RHB Research

Daibochi - Looking Forward To Better 2HFY13

kiasutrader
Publish date: Fri, 23 Aug 2013, 09:40 AM

Daibochi’s  1HFY13  earnings  were  in  line  with  consensus  and  our estimates.  Improvements  in  waste  control  and  higher  sales  volume  at its packaging segment lifted the group’s overall net profit. We bump up our  FY14  earnings  forecast  by  7.1%  as  we  see  higher  sales  after  it completes its capacity expansion. Maintain NEUTRAL, with a higher FV of MYR3.53 (from MYR3.08). 
 
- As expected. 1H13 sales improved by 2.5% y-o-y to MYR142.8m from MYR139.3m  while  net  profit  expanded  by  13.9%  y-o-y  to  MYR13.1m from  MYR11.5m.  The  higher  topline  was  underpinned  by  a  2%  y-o-y revenue  growth  from  its  packaging  segment  and  a  28%  growth  in revenue  at  its  property  division.  Improvements  in  waste  control  and higher sales  volume  from  its packaging  unit  lifted the group’s net profit, while  PBT  rose  10%  y-o-y  due  to  better  profitability  across  the  board. The packaging segment’s PBT rose by 10% y-o-y, largely supported by stronger  revenue  and  better  waste  control.  Meanwhile,  the  group’s property segment recorded a marginal PBT increase of 6%. Vis-à-vis last quarter, the 2Q13 turnover and earnings were down 5.3% and 15.5% y-o-y  respectively  due  to  unfavorable  exchange  rates,  particularly  in Australian  dollars,  the  increase  in  prices  of  certain  raw  materials  and lower sales during the quarter.

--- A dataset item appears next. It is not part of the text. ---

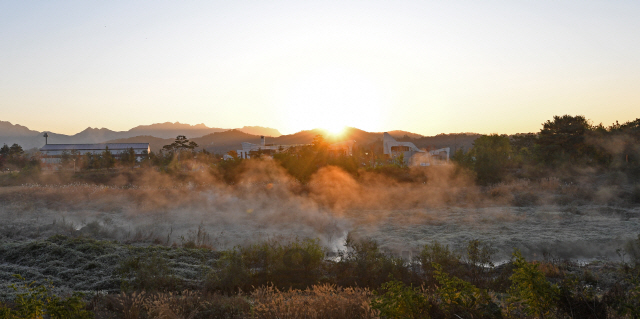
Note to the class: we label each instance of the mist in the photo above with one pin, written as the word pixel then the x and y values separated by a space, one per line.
pixel 441 203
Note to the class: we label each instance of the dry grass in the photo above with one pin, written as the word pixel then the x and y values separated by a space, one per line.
pixel 323 301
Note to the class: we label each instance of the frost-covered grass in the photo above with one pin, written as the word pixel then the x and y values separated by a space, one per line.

- Margins.  The group’s PBT margin improved to 12.3% from 11.5% in 1H12, supported by a stronger 12.1% margin from its packaging division (1H12: 11.3%). The company declared an interim tax-exempt dividend of 3 sen per share, bringing 1H13 DPS to 7 sen. 

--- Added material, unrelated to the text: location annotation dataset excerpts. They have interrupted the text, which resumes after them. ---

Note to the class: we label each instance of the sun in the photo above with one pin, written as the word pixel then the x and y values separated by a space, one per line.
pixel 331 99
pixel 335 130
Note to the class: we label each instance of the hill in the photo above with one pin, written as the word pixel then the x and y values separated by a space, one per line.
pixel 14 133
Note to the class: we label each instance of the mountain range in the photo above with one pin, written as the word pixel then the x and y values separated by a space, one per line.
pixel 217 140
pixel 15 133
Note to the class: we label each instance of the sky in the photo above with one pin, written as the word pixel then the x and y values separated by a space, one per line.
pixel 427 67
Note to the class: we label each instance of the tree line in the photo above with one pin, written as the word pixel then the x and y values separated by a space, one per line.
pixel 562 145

- Risks. The key investment risks are: i) a sharp increase in raw material prices; ii) losing contracts from key customers (eg Nestle); and  iii) plant accidents/shutdowns.  

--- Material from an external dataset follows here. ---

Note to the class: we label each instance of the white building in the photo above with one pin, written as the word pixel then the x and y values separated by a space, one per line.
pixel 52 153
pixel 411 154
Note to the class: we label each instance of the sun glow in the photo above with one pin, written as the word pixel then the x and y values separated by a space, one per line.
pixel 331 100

- Maintain NEUTRAL. We expect a stronger FY14 topline as the group’s new facility, slated for completion by 4QFY13, will enable it to expand its production capacity by 22% to 135m meters/month. As we bump up our FY14  earnings  estimates  by  7.1%  and  roll  over  our  valuation  to  12x FY14  EPS  (from  FY13  EPS),  our  FV  moves  up  to  MYR3.53  (from MYR3.08).  Maintain  NEUTRAL  since  the  stock  is  trading  at  a  forward P/E of ~14x, which is on par with its packaging industry peers.